Ces derniers jours, les Etats-Unis avaient réduit leurs effectifs dans la région et constaté l’échec des négociations sur le nucléaire iranien. « Nous ne sommes pas impliqués dans les frappes contre l’Iran, et notre priorité absolue est de protéger les forces américaines dans la région. Israël nous a avisés qu’ils estiment cette action nécessaire pour se protéger eux-mêmes », a indiqué Marco Rubio, secrétaire d’Etat et conseiller à la sécurité nationale de Donald Trump, précisant que Washington n’était pas « impliqué » dans les frappes contre l’Iran.

« J’espère que la diplomatie va jouer tout son rôle pour stopper l’escalade »

Cédric Perrin, le président LR de la commission des affaires étrangères et de la défense du Sénat estime « que le risque d’embrasement de la région n’est pas à écarter ». « L’administration Trump et Biden avaient réussi à dissuader Israël de frapper, ils espéraient faire aboutir les négociations avec l’Iran. Il serait plus facile pour les Iraniens de riposter en visant des intérêts américains qui disposent de bases plus proches d’eux, en Syrie ou encore en Afghanistan. Il faudra aussi être attentif à la réaction de l’Arabie saoudite qui a condamné les frappes israéliennes dans un contexte de normalisation des relations avec l’Iran ».

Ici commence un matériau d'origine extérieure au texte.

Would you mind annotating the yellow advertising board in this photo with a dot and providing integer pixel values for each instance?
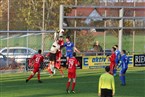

L’Iran, à majorité chiite, et l’Arabie Saoudite, à majorité sunnite, se sont longtemps opposés sur de nombreux dossiers au Moyen-Orient, de la Syrie au Yémen. « Quel sera aussi l’effet de ces attaques sur l’opinion publique iranienne qui rejette, majoritairement, le régime. Est-ce qu’elles ne vont pas, a contrario, réveiller un sentiment patriotique iranien ? » ? interroge Cédric Perrin.

A quelques jours d’un rendez-vous clé à l’ONU destinée à acter la reconnaissance de la Palestine », l’ancienne ministre et actuelle sénatrice socialiste, Hélène Conway-Mouret note que ces frappes israéliennes « détournent le regard du massacre en cours à Gaza ». C’est aussi une catastrophe pour les Israéliens qui vivent déjà dans une peur continue et attendent le retour des otages. J’espère que la diplomatie va jouer tout son rôle pour stopper l’escalade ».

Les présidents de groupes parlementaires et de commissions de la défense du Parlement s’entretiendront lundi avec le ministre des Affaires étrangères, Jean-Noël Barrot, la veille de la réunion de l’ONU. Pour Guillaume Gontard, il est plus que temps d’organiser un débat au Parlement sur la situation au Proche-Orient. Une demande qu’il avait déjà formulée fin mars, au Premier ministre.